Jugez par vous-même :

  • Nous avons d’abord demandé des statistiques au Directeur des poursuites criminelles et pénales (DPCP), chargé de déposer les accusations. Le DPCP nous a indiqué ne pas détenir de statistiques à ce sujet. Une porte-parole n’était même pas en mesure de nous dire si un seul constat d’infraction avait été remis dans tout le Québec.
  • À la Direction nationale de santé publique, on n’avait pas non plus ces informations et on nous a orientés vers chacune des 15 directions régionales.
  • En parallèle, le cabinet de la ministre de la Sécurité publique, Geneviève Guilbault, nous a plutôt suggéré d’appeler tous les corps policiers du Québec, chargés de faire appliquer les ordres des directeurs de la Santé publique.
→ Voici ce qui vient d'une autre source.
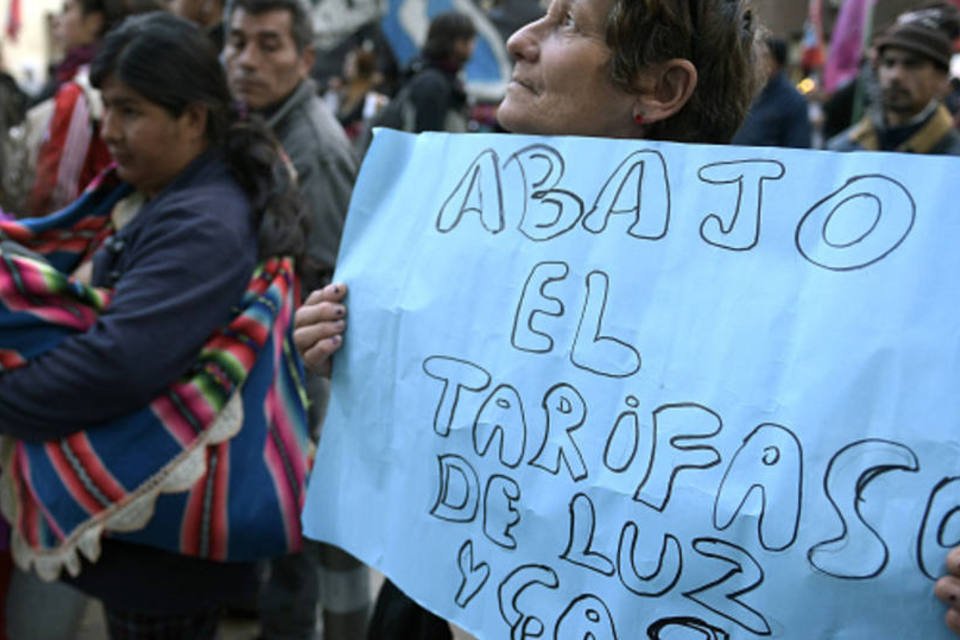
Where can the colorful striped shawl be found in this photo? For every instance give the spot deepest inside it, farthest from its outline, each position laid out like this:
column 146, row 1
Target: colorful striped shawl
column 213, row 468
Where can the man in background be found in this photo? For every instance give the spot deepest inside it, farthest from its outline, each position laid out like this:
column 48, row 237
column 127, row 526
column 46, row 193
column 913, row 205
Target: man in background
column 269, row 53
column 912, row 67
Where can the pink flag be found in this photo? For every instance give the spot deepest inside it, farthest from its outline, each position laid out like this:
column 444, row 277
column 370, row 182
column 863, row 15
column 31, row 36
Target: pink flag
column 846, row 46
column 813, row 56
column 13, row 20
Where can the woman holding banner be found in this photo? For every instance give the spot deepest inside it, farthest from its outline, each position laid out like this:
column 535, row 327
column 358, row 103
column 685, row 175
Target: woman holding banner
column 673, row 70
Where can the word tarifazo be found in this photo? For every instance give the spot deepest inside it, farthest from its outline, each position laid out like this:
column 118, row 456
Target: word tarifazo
column 769, row 461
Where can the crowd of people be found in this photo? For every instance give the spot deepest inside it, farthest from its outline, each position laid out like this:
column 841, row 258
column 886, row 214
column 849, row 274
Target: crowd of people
column 173, row 134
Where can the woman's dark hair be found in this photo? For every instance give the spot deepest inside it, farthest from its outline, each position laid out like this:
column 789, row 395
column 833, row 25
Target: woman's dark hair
column 717, row 36
column 446, row 29
column 172, row 63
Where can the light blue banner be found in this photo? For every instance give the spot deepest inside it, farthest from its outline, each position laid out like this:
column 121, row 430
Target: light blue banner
column 648, row 390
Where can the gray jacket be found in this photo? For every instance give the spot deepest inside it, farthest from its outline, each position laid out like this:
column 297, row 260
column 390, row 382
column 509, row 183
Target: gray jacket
column 326, row 170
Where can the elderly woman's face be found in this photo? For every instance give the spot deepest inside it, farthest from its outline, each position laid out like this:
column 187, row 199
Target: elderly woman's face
column 561, row 80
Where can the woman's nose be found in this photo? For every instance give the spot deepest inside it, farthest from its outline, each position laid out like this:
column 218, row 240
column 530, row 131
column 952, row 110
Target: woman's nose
column 524, row 43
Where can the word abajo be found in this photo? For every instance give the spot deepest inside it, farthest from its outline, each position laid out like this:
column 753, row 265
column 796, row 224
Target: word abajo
column 853, row 227
column 771, row 455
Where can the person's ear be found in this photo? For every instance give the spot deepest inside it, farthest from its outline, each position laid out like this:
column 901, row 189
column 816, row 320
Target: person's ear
column 664, row 89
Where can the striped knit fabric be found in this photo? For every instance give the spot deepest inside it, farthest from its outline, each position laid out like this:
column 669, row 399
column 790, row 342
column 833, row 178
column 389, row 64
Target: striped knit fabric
column 213, row 468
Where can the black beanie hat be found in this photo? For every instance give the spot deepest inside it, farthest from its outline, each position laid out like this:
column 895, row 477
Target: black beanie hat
column 928, row 32
column 916, row 37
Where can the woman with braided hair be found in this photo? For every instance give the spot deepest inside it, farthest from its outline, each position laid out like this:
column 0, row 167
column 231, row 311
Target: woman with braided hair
column 157, row 412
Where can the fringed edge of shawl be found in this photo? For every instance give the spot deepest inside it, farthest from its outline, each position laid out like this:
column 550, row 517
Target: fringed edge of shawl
column 133, row 514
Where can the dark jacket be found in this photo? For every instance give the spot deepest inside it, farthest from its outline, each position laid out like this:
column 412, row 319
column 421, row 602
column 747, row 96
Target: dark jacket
column 932, row 134
column 431, row 99
column 177, row 270
column 326, row 170
column 777, row 118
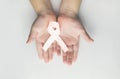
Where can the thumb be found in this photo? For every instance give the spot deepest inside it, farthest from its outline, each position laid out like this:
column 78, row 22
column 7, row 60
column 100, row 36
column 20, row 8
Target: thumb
column 86, row 36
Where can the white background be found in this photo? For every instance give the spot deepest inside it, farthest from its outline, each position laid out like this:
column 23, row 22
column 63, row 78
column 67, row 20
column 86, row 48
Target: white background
column 99, row 60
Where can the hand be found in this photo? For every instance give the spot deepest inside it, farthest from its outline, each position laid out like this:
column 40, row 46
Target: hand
column 71, row 30
column 39, row 33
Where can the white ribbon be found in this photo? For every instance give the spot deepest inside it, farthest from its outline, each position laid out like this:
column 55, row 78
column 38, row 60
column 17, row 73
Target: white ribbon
column 54, row 31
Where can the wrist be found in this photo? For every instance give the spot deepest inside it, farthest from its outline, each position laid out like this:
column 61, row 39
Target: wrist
column 68, row 13
column 45, row 12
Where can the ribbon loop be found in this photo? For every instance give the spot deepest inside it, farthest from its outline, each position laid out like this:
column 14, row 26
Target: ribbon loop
column 54, row 31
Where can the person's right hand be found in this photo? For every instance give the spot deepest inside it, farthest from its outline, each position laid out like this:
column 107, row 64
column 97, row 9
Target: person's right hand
column 39, row 33
column 71, row 30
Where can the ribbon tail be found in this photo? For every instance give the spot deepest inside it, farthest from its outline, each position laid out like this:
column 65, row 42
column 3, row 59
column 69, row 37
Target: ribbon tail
column 48, row 43
column 62, row 44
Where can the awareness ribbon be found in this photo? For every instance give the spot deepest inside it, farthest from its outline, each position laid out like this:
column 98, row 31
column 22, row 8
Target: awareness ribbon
column 54, row 31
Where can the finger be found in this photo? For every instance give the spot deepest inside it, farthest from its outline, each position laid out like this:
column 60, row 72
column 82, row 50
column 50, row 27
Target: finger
column 39, row 49
column 50, row 52
column 55, row 47
column 70, row 55
column 75, row 48
column 58, row 50
column 64, row 57
column 86, row 36
column 46, row 56
column 31, row 36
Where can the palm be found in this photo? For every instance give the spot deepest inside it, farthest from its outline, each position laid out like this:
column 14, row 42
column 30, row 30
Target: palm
column 71, row 29
column 39, row 33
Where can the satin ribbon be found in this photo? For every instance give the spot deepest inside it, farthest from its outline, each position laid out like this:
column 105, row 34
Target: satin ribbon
column 54, row 31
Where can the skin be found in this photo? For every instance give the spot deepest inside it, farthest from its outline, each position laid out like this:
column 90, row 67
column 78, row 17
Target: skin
column 71, row 29
column 38, row 31
column 70, row 26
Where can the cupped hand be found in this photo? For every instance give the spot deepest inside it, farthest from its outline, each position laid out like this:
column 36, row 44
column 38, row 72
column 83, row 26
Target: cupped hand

  • La Sûreté du Québec, la police de Montréal et la police de la ville Québec nous ont alors indiqué qu’ils n’avaient pas d’informations sur des cas de gens qui ne respecteraient pas leur isolement. Ils nous ont alors renvoyés... aux directions de santé publique !
  • À Laval, la Santé publique nous dit avoir émis deux ordonnances pour faire respecter la loi... mais la police de Laval, qui doit pourtant transmettre ces ordonnances, n’avait aucune information à ce sujet.
  • La Direction de santé publique de Montréal, contactée lundi matin, n’est toujours pas à ce jour en mesure de fournir un nombre d’interventions policières.

Au moment où le ministre de la Santé, Christian Dubé, demande à tous d’éviter pendant un mois les contacts sociaux pour prévenir une deuxième vague catastrophique, les Québécois sont en droit d’avoir des informations plus claires sur la façon dont est appliquée la loi.